Тот факт, что в своем подавляющем большинстве лексико-грамматические переосмысления глаголов не завершаются их омонимическим распадом, позволяет несколько усомниться в правомерности чрезмерного размежевания обобщенного значения слова и суммы его конкретных смыслов. Если бы связь между этими величинами была, в действительности, такой отдаленной, то омонимические процессы захлестнули бы лексическую систему языка. Однако распад полисемии наблюдается во французском языке сравнительно не часто, поскольку узуальные смыслы многозначной лексемы являют собой не случайный и разрозненный набор ее употреблений, а их совокупность как некое органическое единство.

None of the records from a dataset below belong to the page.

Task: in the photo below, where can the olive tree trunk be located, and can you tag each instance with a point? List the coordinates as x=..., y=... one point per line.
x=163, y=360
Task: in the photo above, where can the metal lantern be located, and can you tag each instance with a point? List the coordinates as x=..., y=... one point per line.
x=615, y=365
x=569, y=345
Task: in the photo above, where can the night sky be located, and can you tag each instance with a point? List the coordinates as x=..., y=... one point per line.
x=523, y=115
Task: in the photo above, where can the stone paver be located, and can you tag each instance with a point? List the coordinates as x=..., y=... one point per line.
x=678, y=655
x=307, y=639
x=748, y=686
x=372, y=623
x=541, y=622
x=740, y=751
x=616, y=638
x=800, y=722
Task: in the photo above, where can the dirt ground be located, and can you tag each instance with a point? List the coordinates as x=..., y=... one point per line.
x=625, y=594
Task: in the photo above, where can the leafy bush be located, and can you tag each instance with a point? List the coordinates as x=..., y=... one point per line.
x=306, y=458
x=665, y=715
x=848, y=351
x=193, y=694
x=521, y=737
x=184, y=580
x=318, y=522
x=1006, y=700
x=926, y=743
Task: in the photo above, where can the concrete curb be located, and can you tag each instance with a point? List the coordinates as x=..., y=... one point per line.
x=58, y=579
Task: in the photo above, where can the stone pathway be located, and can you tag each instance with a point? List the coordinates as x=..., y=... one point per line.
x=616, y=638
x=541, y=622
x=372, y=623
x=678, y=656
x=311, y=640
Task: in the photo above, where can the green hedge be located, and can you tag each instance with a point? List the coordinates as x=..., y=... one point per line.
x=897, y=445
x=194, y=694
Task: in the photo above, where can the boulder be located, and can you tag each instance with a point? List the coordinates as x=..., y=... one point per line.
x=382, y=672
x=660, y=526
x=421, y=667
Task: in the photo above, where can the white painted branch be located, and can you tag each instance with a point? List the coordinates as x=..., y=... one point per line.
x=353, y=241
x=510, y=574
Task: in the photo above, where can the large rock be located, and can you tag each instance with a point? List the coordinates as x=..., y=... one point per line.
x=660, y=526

Вместе с тем, обобщенное лексическое значение слова, впитывая в себя сумму его частных смыслов, вовсе не подавляет их, а, напротив, оставляет за ними право устанавливать собственные синонимические, грамматические и дистрибутивные отношения. Таким образом, обобщенное лексическое значение слова выступает той цементирующей силой, без которой имелось бы не единое многозначное слово, а неопределенное множество соотносительных в своем информативном содержании лексических единиц. Но именно в этом случае системные связи словарного состава языка таили бы опасность саморазрушения. В языковой реальности наблюдается, однако, не распад лексической системы, а, напротив, ее бесспорное упрочение, обусловленное объединяющей силой обобщенного значения каждого входящего в нее слова. Как правило, даже самые глубокие функциональные переосмысления не подталкивают слово к

утрате своего ближайшего значения, целостность которого и лежит в основе единства его обобщенного лексического содержания.

Изложенные соображения дают возможность увидеть в узуально-речевых реализациях языковой системы ту неизбежную проекцию, которая прочерчивает потенциальную связь между ее виртуальными элементами, фиксируемыми лексикографической практикой, и их дискурсивным воплощением. В уже свершившемся (или свершающемся) речевом акте эта связь всегда вертикальная в варианте центробежной ориентации – от языка к речи, но она становится неизменно центростремительной, оставаясь при этом вертикальной, когда система языка нуждается в пополнении, изменении и совершенствовании своих материальных ресурсов. Выполнение этой задачи берет на себя коллективное языковое сознание,  как правило, - стихийное и непредсказуемое.

 

                                              

Литература:

 

1.                 Савченко А.Н. Сравнительная грамматика индоевропейских языков. М., 1974.

2.                 Karcevski S. Du dualisme asymétrique du signe linguistique // Travaux du cercle linguistique de Prague, №.1., 1926.

3.                 Davau M., Cohen M., Lallemand M. Dictionnaire du français vivant. Paris: Bordas, 1972.